The Charade of a Parade

Reason as disorder, and religion as order?

Christopher Marlow touches on the contradiction between reasoning and religiosity, criticizing how the first-mentioned elevates human dignity over divine authority.

“The god thou serve’s is thine own appetite, wherein is fix’d the love of Beelzebub: to him I’ll build an altar and a church” explicitly expresses the experience of reconversion, implicitly implying the Catholic communion.

Faustus’ lack of faith on the Greatest Possible Being, a theology that puts together Classical and Christian philosophy, thus loads a faith on the devil, supposedly and ironically the treacherous possible being, to provide and protect. This is a ‘love’ towards Beelzebub, an advocate of selfish love instead of selfless love.

It is well-known that the Greco-Roman proverb of the human purpose is “to seek happiness, through wealth, health, fame, and praise.” It is a fulfillment. And in Christian thought, ‘7’ in Hebrew means “to be full,” a number of completion and perfection, represented in the days of creation, the images in revelation, or the number of heavens.

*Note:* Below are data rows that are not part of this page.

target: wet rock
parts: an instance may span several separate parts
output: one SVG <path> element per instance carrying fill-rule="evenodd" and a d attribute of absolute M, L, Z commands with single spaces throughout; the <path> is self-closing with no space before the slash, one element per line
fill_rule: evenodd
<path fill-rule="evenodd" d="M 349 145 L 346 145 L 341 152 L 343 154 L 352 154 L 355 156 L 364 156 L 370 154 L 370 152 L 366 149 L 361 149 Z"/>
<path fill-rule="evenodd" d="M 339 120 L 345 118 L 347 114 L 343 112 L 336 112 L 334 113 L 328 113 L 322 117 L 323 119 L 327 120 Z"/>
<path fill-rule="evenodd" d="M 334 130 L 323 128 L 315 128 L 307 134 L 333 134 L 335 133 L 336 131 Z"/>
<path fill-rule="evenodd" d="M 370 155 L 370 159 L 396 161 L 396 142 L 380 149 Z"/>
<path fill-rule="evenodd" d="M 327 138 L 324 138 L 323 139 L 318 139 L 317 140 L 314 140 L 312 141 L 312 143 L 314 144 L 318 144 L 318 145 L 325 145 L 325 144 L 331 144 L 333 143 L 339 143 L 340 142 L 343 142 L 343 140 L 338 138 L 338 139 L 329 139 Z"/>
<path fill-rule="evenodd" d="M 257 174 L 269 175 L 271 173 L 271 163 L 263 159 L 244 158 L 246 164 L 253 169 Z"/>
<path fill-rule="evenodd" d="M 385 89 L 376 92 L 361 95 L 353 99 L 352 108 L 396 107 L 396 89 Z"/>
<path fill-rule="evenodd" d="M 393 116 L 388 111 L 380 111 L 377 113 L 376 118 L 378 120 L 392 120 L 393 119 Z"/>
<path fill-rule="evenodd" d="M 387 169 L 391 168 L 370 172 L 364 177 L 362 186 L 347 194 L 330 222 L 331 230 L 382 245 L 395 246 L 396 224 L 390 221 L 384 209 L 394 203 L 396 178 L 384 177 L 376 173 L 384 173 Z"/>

The Seven Deadly Sins—Superbia, Avaricia, Invidia, Ire, Gula, Acedia, and Luxuria—are abstractions personified, the representations of the heart in a morality play. They are presented as distractions from religious thinking as from rational thinking, as a parade. It is significant that the sins introduced themselves from the most to the least deadly.

Vainglory is at the top of hierarchy, led by musical (folklore piper) and visual (grotesque attires) appreciation and enjoyment, which demonstrates sins as delight instead of despair. This enhances the illusion that hell is heaven on earth, to become an admirer of the despiser. It is a mystery too, to live a life of pleasure without immorality.

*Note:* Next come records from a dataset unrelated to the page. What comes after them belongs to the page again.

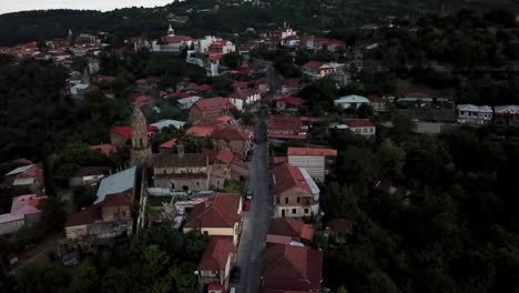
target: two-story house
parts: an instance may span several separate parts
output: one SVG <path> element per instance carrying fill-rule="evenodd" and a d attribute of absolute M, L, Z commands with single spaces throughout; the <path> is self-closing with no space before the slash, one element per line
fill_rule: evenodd
<path fill-rule="evenodd" d="M 199 230 L 208 236 L 230 236 L 237 244 L 242 222 L 242 195 L 214 193 L 187 214 L 184 233 Z"/>
<path fill-rule="evenodd" d="M 484 125 L 492 121 L 492 108 L 489 105 L 458 104 L 458 123 Z"/>
<path fill-rule="evenodd" d="M 195 271 L 199 283 L 206 284 L 210 293 L 227 292 L 235 255 L 232 238 L 210 238 Z"/>
<path fill-rule="evenodd" d="M 273 169 L 274 218 L 318 214 L 319 189 L 308 172 L 285 163 Z"/>
<path fill-rule="evenodd" d="M 195 123 L 211 117 L 231 114 L 234 104 L 228 98 L 210 98 L 196 101 L 190 109 L 190 121 Z"/>
<path fill-rule="evenodd" d="M 497 105 L 493 108 L 493 122 L 498 125 L 519 125 L 519 105 Z"/>
<path fill-rule="evenodd" d="M 210 186 L 210 166 L 204 153 L 184 153 L 182 143 L 177 153 L 153 155 L 153 182 L 156 188 L 179 191 L 205 191 Z"/>
<path fill-rule="evenodd" d="M 288 148 L 288 163 L 304 168 L 317 182 L 332 175 L 337 159 L 337 150 L 319 148 Z"/>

Faustus wants to “gain a deity” as a “conjurer laureate,” as the Deadly Sins despise reason that leads to religion, drunk enough to distort the mind and heart from focusing on God. Since, the parade is more comedic than demonic—more humorous than systematic. Gluttony invites Faustus for dinner, whilst Covetousness desires Faustus into gold. Sloth was too lazy to introduce himself, and Lechery too fond of an “inch of raw meat.” Notice that the Deadly Sins explicitly states what they are craving for, in a light-hearted instead of a fear-driven or tough-minded manner. Lucifer’s objective is to transform Faustus in such a way that he would ignore the consequences of his yearnings than its contentment.

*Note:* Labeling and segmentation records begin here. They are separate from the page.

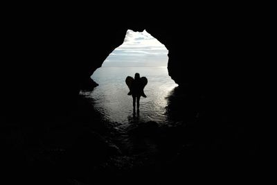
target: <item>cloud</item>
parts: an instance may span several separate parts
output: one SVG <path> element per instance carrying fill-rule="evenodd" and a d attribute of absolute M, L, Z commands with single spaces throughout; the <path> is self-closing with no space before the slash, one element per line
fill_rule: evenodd
<path fill-rule="evenodd" d="M 145 30 L 140 33 L 128 30 L 123 44 L 114 50 L 102 66 L 167 66 L 168 53 L 165 46 Z"/>

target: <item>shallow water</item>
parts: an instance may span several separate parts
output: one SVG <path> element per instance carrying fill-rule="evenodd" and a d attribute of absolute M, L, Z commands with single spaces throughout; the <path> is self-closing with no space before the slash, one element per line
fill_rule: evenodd
<path fill-rule="evenodd" d="M 141 98 L 140 114 L 133 114 L 132 98 L 128 96 L 129 89 L 125 80 L 139 73 L 145 76 L 148 83 L 144 89 L 147 98 Z M 82 92 L 91 98 L 96 109 L 104 119 L 121 124 L 132 121 L 166 122 L 165 114 L 167 97 L 177 84 L 168 74 L 166 67 L 101 67 L 91 76 L 99 86 L 91 92 Z"/>

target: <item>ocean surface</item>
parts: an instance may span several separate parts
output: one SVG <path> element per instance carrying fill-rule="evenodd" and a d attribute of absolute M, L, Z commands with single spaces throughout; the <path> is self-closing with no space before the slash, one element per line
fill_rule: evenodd
<path fill-rule="evenodd" d="M 144 89 L 147 98 L 141 97 L 139 114 L 133 114 L 132 98 L 125 78 L 139 73 L 145 76 L 148 83 Z M 166 113 L 167 98 L 177 84 L 168 76 L 167 67 L 100 67 L 91 76 L 99 84 L 92 91 L 81 91 L 91 99 L 94 107 L 103 118 L 120 124 L 134 121 L 159 123 L 168 121 Z"/>

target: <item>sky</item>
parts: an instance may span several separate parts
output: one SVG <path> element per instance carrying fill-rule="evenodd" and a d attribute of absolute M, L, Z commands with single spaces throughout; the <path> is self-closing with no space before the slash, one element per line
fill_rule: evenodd
<path fill-rule="evenodd" d="M 128 30 L 124 42 L 113 51 L 102 67 L 167 67 L 168 51 L 145 30 Z"/>

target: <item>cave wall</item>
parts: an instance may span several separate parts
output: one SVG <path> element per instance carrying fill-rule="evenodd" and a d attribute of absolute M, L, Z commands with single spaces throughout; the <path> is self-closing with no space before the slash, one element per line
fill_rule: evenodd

Faustus’ mind is hungry for something beyond reason, and his heart thirsty for something beyond religion, led by Pride who laughs and feeds on the pleasures of unlimited reason than being limited by religion. A part of Pride is not taking seriously the dangers of Pride, much less than the demands of Pride.

The role of Pride is dishonest reflection on the self, hence Faustus’ lack of introspection on himself, as a walking 7-in-1 deadly and deathly sinner. How? Faustus watches the parade—not realizing he is a charade of the extravaganza.